The European Banking Authority has also investigated the case and issued a Recommendation to the Bulgarian National Bank and the Bulgarian Deposit Insurance Fund informing them that all required measures must be adopted to ensure that depositors can withdraw their deposits not later than 21 October 2014.

However, Bulgarian authorities argue that under the present legislative framework such payment of monies under deposits is not possible and as a result the Bulgarian Ministry of Finance is currently working on a draft law amending the Bank Deposits Guarantee Act which is expected to provide for the possibility the guaranteed amounts for all due and payable deposits be paid within the terms and under the conditions prescribed by the Directive. Once the draft law is approved by the European Commission it would be lodged with the National Assembly for priority review.
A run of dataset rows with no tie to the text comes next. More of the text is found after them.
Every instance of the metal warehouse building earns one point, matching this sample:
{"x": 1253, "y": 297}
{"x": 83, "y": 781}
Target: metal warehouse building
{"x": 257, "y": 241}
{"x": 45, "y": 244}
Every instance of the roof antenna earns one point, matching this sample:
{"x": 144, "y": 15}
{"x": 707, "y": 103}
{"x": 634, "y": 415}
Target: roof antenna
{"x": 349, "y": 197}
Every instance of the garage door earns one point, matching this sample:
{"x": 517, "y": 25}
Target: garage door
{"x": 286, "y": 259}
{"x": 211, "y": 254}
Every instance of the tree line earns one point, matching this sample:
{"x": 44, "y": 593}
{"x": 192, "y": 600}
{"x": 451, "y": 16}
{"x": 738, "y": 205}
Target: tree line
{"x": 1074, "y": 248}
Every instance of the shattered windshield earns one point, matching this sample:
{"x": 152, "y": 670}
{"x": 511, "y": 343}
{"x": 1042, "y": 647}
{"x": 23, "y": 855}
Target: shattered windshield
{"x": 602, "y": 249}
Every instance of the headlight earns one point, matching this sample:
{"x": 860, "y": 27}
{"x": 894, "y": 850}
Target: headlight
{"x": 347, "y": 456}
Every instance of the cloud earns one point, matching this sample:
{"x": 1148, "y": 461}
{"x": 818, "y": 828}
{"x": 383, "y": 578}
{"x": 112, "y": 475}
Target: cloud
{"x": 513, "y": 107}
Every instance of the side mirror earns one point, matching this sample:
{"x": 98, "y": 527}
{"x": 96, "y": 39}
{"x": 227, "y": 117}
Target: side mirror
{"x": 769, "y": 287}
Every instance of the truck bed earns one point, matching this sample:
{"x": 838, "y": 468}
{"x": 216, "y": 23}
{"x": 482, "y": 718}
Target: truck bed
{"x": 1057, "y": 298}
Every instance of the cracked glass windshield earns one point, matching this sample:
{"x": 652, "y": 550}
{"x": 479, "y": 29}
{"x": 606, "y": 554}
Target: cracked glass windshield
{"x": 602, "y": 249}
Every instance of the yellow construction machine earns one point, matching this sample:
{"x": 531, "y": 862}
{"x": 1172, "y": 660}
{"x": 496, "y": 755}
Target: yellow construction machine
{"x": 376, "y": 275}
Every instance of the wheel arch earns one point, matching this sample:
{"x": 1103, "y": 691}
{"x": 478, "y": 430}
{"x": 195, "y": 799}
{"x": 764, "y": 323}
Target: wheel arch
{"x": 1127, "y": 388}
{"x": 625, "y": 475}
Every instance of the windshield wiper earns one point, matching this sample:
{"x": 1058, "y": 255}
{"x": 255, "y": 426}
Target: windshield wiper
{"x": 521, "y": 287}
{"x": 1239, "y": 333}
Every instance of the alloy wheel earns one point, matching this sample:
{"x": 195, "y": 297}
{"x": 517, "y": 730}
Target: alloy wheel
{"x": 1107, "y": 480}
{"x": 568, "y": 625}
In addition, on the very first working day of the newly elected Bulgarian National Assembly, a bill amending the Credit Institutions Act (“Draft Law”) was submitted. The Draft Law introduces certain exceptions to the banking secrecy rules in cases when a bank is to be restructured or its license is to be revoked, which would allow:

  • revealing information that is subject to bank secrecy relating to deposits and credits of persons who are required to declare their assets under the Publicity of Assets of People Holding Senior State and Other Positions Act (such as the President, Vice-President, MPs, Prime Minister, Judges from Supreme Courts, etc.);
  • revealing information regarding ultimate beneficial owners of offshore companies zones which have deposits or are credited by the respective bank;
  • revealing information about natural and legal persons that have not duly repaid their credits or whose credits are overdue.

The Draft Law is currently being reviewed within the Commissions of the National Assembly and is expected to be discussed at first reading in near future.